Thank you, readers, for your thoughtful responses to my 4 nagging questions! Some of you responded by commenting right here on bassoon blog, and some emailed me. I've compiled your answers here:
1. Do you dry out your swabs after swabbing?
This response really rang true to me:
"No, I don't bother drying out my swabs. I tend to think that keeping the bore "dry" doesn't necessarily mean bone-dry. I think the important thing is that there isn't moisture that has pooled, beaded up, or otherwise collected." The reason that makes so much sense to me is because many bassoonists take steps to humidify the insides of their bassoon cases. If we wanted the bassoon to be bone dry, why would we humidify it??
Most respondents said that they used silk pull-through swabs, and not one bassoonist said that he/she dries the swab after use. One bassoonist said he uses cotton as opposed to silk. And while we're on the subject of swabs, my latest youtube search turned up Terry Ewell's instructions on how to make your own swab:
2. Who is your repairman (or who have you heard positive comments about)?Listed in random order: James Keyes, Chad Taylor, Neil Allen (UK), Benson Bell, Jim Laslie, Paul Nordby, Bruce McCall, Fox Factory, Keith Bowen, John Friedman, Tony Milone, Paul Covey, Holden MacAleer, John Yeh, Carl Sawicki, Chuck Huebner
3. Which left thumb keys do you use for high C4 and above?
I agree wholeheartedly with this response:
"I think that the flexibility of being able to use multiple fingerings is a part of the mastery of the instrument. That applies to a number of notes on the horn!" This bassoonist said in his email that he chooses the fingering based upon the reed.

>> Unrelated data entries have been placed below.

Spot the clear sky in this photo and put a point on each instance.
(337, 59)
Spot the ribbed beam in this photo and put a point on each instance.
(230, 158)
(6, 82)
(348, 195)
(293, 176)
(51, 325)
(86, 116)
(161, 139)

Ultimately, that's what I do also- I choose the fingering based upon the reed and the passage in question, even though when I practice scales I tend to use one set of fingerings. In my case that means using the high D key for C4 and higher.
C key for C4
D key for C4
C + D keys for C4
D key for C#4
C + D keys for C#4
D key for D and above
4. What type of seat strap do you use?
Hook (by far the most common!)
A strap with a buckle which attaches to a key ring
Dutch leg support
(Note from Betsy: I use an adjustable cup seat strap, which never interferes with the functioning of the G or Aflat keys which one bassoonist mentioned concern about. Older bassoons with smaller boots might have that problem with cup seat straps.)
Several respondents commented that it is highly unlikely that the hook will in any way damage the instrument by applying too much pressure, even though that was a rumor I have heard. I agree. Thank you all!